Understanding of the Dual Roles of Phosphorus in Atomically Distributed Fe/Co-N4P2 over Carbon Nitride for Photocatalytic Debromination from Tetrabromobisphenol A

Atomically dispersed Fe and Co on carbon nitride under an external phosphine (PH3) atmosphere (P-Fe1Co1/CN) are prepared. Combined with the results of calculations and experiments, the formed P-induced bimetallic single atoms of Fe/Co-N4P2 can provide more reactive sites to enhance optical performance. Meanwhile, the introduced P can coordinate with Fe and Co and change the sole nitrogen coordination environment via the bridging effect. Herein, on the one hand, the structure of Fe-P-Co enhances interactions of single atoms in heterogeneous metals, and, on the other hand, the formed Fe/Co-N4P2 effectively changes the electron configuration in coordination centers. All of the abovementioned findings can enhance the photocatalytic performance of P-Fe1Co1/CN, achieving 96% removal and 51% debromination rates from tetrabromobisphenol A under visible light irradiation. The two efficiencies can be further improved under UV-vis light irradiation.

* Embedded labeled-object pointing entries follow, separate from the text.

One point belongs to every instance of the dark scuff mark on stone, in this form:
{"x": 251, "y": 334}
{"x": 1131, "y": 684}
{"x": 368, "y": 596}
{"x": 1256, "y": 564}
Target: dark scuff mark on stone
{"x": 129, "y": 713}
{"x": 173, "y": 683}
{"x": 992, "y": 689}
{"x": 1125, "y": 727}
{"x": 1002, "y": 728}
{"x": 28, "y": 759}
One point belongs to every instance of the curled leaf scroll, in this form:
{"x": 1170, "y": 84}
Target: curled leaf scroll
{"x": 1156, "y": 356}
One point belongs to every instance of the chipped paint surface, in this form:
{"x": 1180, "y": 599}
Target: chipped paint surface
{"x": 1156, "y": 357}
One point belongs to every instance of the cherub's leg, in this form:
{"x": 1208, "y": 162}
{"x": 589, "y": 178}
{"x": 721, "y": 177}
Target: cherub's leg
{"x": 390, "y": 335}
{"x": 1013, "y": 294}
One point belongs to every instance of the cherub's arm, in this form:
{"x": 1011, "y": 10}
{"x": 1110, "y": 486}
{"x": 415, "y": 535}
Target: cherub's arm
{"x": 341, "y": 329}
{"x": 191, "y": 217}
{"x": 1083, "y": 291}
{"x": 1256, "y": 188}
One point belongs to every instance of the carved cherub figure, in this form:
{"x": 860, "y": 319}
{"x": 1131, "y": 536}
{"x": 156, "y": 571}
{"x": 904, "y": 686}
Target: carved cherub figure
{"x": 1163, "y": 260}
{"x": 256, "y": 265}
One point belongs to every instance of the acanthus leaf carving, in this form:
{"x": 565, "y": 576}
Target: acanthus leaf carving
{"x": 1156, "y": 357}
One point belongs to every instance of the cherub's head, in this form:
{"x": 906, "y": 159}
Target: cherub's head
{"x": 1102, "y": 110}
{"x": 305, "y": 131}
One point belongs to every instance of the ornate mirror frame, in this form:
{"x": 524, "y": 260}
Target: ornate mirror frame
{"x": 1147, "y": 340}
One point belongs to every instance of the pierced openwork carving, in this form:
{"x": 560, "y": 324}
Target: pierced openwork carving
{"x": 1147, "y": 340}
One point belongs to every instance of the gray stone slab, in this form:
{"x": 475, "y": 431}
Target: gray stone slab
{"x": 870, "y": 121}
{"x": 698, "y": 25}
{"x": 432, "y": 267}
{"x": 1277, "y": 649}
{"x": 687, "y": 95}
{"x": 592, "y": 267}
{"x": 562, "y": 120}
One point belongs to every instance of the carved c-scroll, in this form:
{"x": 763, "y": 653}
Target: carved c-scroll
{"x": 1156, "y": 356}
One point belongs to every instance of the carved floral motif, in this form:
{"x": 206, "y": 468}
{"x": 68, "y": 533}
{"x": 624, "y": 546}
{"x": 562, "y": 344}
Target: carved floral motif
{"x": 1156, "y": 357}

The findings of this work reveal the dual roles of P in bimetallic single-atom catalysts, provide a facile method to synthesize Passisted bimetal single-atom photocatalysts, and highlight the great potential of carbon nitride-based single atoms as photocatalysts.

Automated summary

The study demonstrates that the P-Fe1Co1/CN photocatalyst prepared under an external phosphine atmosphere can significantly enhance photocatalytic performance, achieving efficient removal and degradation of organic compounds. The P-induced Fe/Co-N4P2 bimetallic single atoms provide more reactive sites, alter the coordination environment, and therefore improve the photocatalytic efficiency.